Their vehicle is the Chicago Journalism Review, a candid monthly critique of the city's press. It grew out of a feeling by many newsmen that their editors and publishers have been too cozy for too long with the city's dominant politicians and businessmen. "News management, news manipulation and assaults on the integrity of the working press," said the Review in its first issue, "are commonplace in this tight little city." Editors go along "through conspiracies of silence." Many newsmen, the journal added, are also guilty: "They learn not to rock the boat or they cultivate cynicism—the hardboiled, hard-drinking kind that is supposed to make Chicago newspapermen so colorful." The Review hopes to change that by promoting "a professional consciousness among our fellow newsmen—to let them know that their battle to stay 'pure' is not a lonely, hopeless fight."

Daley Takeover. The Review, whose fifth issue is due this week, depends on articles and tips from newsmen with personal knowledge of their papers' omissions, distortions or other misdeeds. Though many of the articles are signed, none of the contributors have complained yet of pressure from their bosses to keep quiet. The Review is edited by Daily News Education Reporter Henry De Zutter, Sun-Times Urban Affairs Specialist Christopher Chandler and American Education Reporter Ron Dorfman. All three contend that their careers are still prospering.

Discussing coverage of the convention disorders, the Review noted approvingly that editors "nervously let their reporters set down uncomplimentary facts about the police and the mayor." But post-conventian coverage was something else. After out-of-town newsmen left Chicago, the Review claimed, "Mayor Daley was permitted to take over the media. Our own editorialists told us that we didn't really see what we saw under those blue helmets." The Review charged that the American had interviewed Police Superintendent James B. Conlisk about the disorders, then let him edit the resulting story.

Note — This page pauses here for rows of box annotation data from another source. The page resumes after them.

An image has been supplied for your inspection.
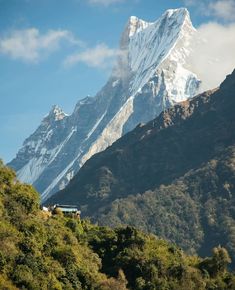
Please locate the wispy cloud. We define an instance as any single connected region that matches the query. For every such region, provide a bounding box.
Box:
[88,0,126,6]
[209,0,235,21]
[64,43,120,69]
[183,0,235,21]
[187,22,235,90]
[0,28,82,63]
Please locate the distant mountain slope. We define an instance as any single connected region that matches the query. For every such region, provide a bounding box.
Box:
[9,8,200,200]
[0,160,235,290]
[48,71,235,259]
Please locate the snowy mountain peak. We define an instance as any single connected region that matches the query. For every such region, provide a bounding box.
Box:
[44,105,68,121]
[9,8,200,200]
[126,16,151,37]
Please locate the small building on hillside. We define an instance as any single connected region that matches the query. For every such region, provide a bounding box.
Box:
[52,204,81,217]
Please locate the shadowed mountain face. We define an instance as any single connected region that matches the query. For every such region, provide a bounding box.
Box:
[9,8,200,201]
[48,71,235,258]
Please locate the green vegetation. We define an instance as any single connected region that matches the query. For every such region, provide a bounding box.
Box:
[0,163,235,290]
[46,71,235,266]
[96,146,235,264]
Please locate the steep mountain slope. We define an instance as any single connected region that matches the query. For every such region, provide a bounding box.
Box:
[9,8,200,200]
[48,71,235,259]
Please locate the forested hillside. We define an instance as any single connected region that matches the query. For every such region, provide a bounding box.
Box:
[0,163,235,290]
[47,71,235,261]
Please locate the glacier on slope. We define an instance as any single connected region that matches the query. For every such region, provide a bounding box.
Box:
[9,8,200,200]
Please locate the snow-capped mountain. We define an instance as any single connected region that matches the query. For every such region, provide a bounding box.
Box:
[9,8,200,200]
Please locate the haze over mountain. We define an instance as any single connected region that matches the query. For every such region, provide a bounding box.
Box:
[47,70,235,261]
[9,8,200,200]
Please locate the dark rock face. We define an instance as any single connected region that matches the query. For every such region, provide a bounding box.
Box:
[9,9,200,200]
[48,71,235,257]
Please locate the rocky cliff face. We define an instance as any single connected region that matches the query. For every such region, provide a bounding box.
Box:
[47,71,235,262]
[9,9,200,200]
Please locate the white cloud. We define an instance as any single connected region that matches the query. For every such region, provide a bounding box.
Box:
[209,0,235,21]
[188,23,235,90]
[0,28,81,63]
[183,0,235,21]
[64,43,120,68]
[88,0,126,6]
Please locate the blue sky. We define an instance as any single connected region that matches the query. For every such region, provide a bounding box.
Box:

According to the Review, when the Walker Commission sought reporters' accounts of events, Larry Mulay, general manager of the City News Bureau, censored his own reporters' memos to the commission, including one man's claim that a policeman "calmly kicked [a] photographer in the groin and walked on." Explained Mulay: "We have to work with the police, and we depend on them for information all year long." The Review chided the Tribune for assailing all the "anonymous statements" in the Walker Report, then quoting "unimpeachable" (but anonymous) sources and "men of unquestioned integrity" as the basis for its own story claiming that the report had been rewritten under the direction of former Attorney General Ramsey Clark.